For the past several years, Feldenkrais® practitioner Donna Ray-Reese has had the good fortune of teaching Awareness Through Movement® lessons to preschoolers through fifth graders on a regular basis. In addition to teaching 15 to 30 children at a time in their classrooms, Donna has taught small groups at the Reese Movement Institute where she maintains her private practice.
Donna has found that children of all ages enjoy and benefit from participating in the Feldenkrais Method®. After teaching a lesson that coordinates the flexor and extensor muscles, a four year old little girl said, “I have grown, I feel as tall as a teenager.”

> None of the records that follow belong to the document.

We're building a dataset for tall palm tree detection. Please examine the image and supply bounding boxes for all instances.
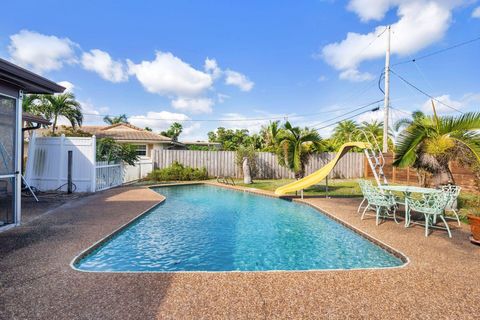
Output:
[332,120,358,146]
[22,94,41,115]
[103,114,129,125]
[278,121,322,179]
[40,92,83,134]
[355,120,394,150]
[393,109,480,185]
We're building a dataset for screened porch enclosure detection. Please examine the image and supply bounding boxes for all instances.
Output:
[0,93,17,227]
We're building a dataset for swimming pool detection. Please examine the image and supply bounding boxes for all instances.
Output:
[74,185,404,271]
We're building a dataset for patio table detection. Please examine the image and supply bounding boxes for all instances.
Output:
[379,185,442,228]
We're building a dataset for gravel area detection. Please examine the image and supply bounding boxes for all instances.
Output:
[0,182,480,319]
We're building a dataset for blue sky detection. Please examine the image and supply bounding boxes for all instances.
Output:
[0,0,480,140]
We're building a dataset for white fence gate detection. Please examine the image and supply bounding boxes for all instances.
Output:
[123,159,153,183]
[25,134,153,192]
[95,161,123,191]
[25,134,95,192]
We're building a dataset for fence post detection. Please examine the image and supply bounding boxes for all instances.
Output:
[90,136,97,192]
[25,131,37,184]
[57,134,65,191]
[363,157,370,179]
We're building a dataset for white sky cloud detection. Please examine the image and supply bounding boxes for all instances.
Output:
[421,93,480,114]
[339,69,375,82]
[172,98,214,113]
[217,93,230,103]
[472,7,480,19]
[319,0,460,79]
[225,69,254,91]
[128,51,213,97]
[58,81,75,93]
[128,111,190,132]
[203,58,222,79]
[8,30,77,74]
[82,49,128,82]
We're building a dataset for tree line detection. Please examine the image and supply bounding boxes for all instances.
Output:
[23,92,480,184]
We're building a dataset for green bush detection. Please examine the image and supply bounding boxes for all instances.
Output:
[147,161,208,181]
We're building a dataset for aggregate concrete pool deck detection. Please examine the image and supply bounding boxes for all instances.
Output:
[0,182,480,319]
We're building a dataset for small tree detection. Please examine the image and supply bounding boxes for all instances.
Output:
[235,146,257,183]
[160,122,183,141]
[278,121,322,179]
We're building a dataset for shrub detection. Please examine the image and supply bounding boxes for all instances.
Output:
[147,161,208,181]
[235,146,258,179]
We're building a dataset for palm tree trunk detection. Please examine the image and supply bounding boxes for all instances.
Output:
[434,161,455,186]
[52,114,58,134]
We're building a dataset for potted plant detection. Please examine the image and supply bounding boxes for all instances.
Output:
[468,211,480,244]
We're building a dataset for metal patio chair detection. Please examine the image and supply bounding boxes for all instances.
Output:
[441,184,462,226]
[362,185,399,226]
[405,191,452,238]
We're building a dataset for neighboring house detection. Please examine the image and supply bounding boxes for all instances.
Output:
[182,141,222,150]
[0,59,65,230]
[40,123,185,159]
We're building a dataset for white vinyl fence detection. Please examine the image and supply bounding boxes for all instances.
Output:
[153,150,364,179]
[25,134,153,192]
[25,134,95,192]
[95,161,123,191]
[123,159,153,183]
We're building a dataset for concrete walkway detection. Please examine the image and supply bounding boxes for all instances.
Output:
[0,184,480,319]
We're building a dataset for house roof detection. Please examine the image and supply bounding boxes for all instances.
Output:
[182,141,222,146]
[22,112,52,126]
[47,123,172,142]
[0,59,65,94]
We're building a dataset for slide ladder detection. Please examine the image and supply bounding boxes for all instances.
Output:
[358,129,388,186]
[275,141,372,195]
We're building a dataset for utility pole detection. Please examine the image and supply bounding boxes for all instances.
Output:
[382,26,391,153]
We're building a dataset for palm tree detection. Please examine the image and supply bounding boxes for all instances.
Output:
[39,92,83,134]
[355,120,394,150]
[393,110,426,131]
[160,122,183,141]
[22,94,41,116]
[360,120,383,141]
[393,108,480,185]
[260,120,282,151]
[278,121,322,179]
[332,120,358,146]
[103,114,129,125]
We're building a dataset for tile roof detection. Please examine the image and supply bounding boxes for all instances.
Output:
[36,123,172,142]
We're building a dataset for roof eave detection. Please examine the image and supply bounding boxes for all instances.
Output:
[0,58,65,94]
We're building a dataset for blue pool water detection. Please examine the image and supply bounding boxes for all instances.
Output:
[75,185,403,271]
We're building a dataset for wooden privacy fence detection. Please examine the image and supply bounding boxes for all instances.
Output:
[153,150,365,179]
[363,154,477,192]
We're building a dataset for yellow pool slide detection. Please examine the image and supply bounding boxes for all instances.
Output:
[275,142,371,196]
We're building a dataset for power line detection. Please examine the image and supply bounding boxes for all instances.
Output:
[392,37,480,67]
[316,107,380,130]
[390,69,464,114]
[390,106,412,116]
[312,99,383,128]
[83,100,381,122]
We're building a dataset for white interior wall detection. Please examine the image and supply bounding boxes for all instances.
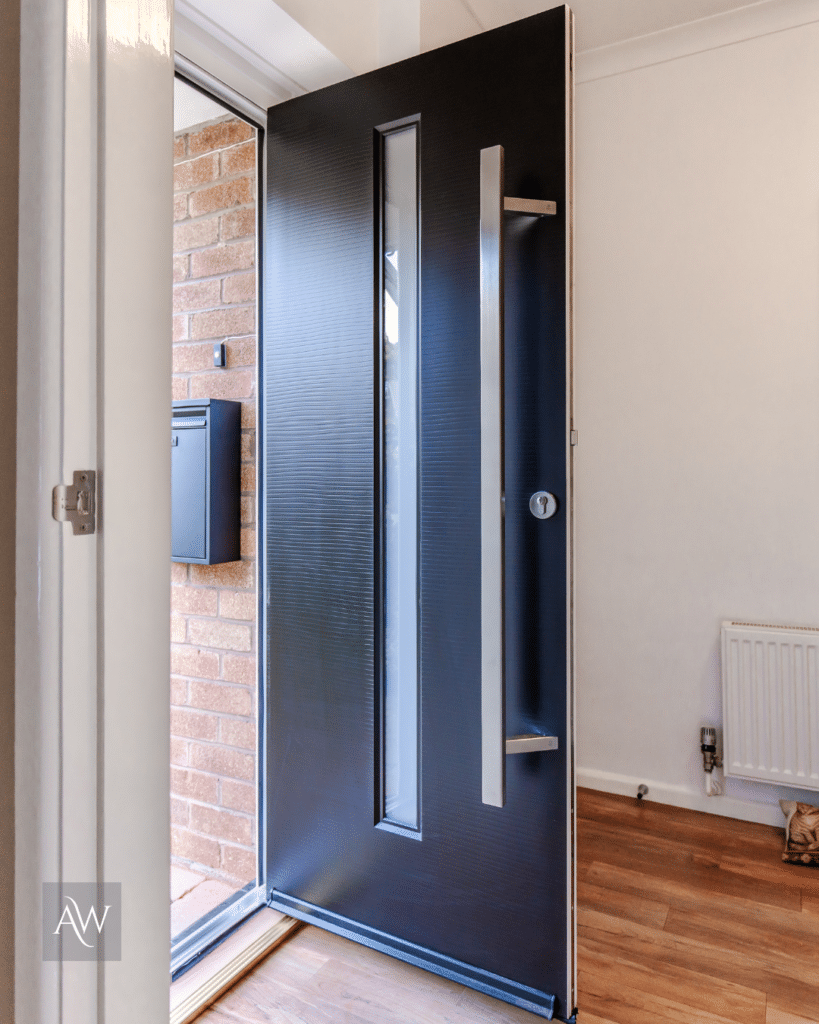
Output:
[575,4,819,824]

In Donna’s private classes a nine year old boy drew a picture for her after a gentle rocking lesson. His picture had a rectangle (with numerous small rectangles within it), a yellow circle with spokes and a small car with fire coming out of the back end. He said, “I feel as tall as a high rise building, as bright as the sun, and I feel like I can run as fast as a race car.“These children’s comments seem to tell it all.
Along with creating a positive body/self image, the children learn better how to embody spatial concepts through their Awareness Through Movement experience. Learning movement concepts such as up, down, inside, outside, right and left seem to instill confidence and security in anyone participating. This type of learning helps to eliminate the self doubt that is felt when we don’t know where we are in space, when we don’t know right from left and when we do not realize our capabilities.
The way Awareness Through Movement is designed and taught allows children time to process instructions and integrate the directions with their physical sensations. This allows complex sequences of verbal directions to be coupled with physical sensations and spatial orientation. Awareness Through Movement therefore creates an effective training ground for enhanced listening, improved thought processes, more efficient movement and successful learning.
Teaching Awareness Through Movement to children in the class room has been a rewarding experience for Donna. She enjoys teaching children to search for what feels good and to experiment with movement variations that improve what they are doing and how they are doing it. She likes teaching children to trust their judgments and to become their own experts. And Donna believes that creating an environment where children can learn to make distinctions, evaluate courses of action and make creative discoveries is essential to the health and future of our children.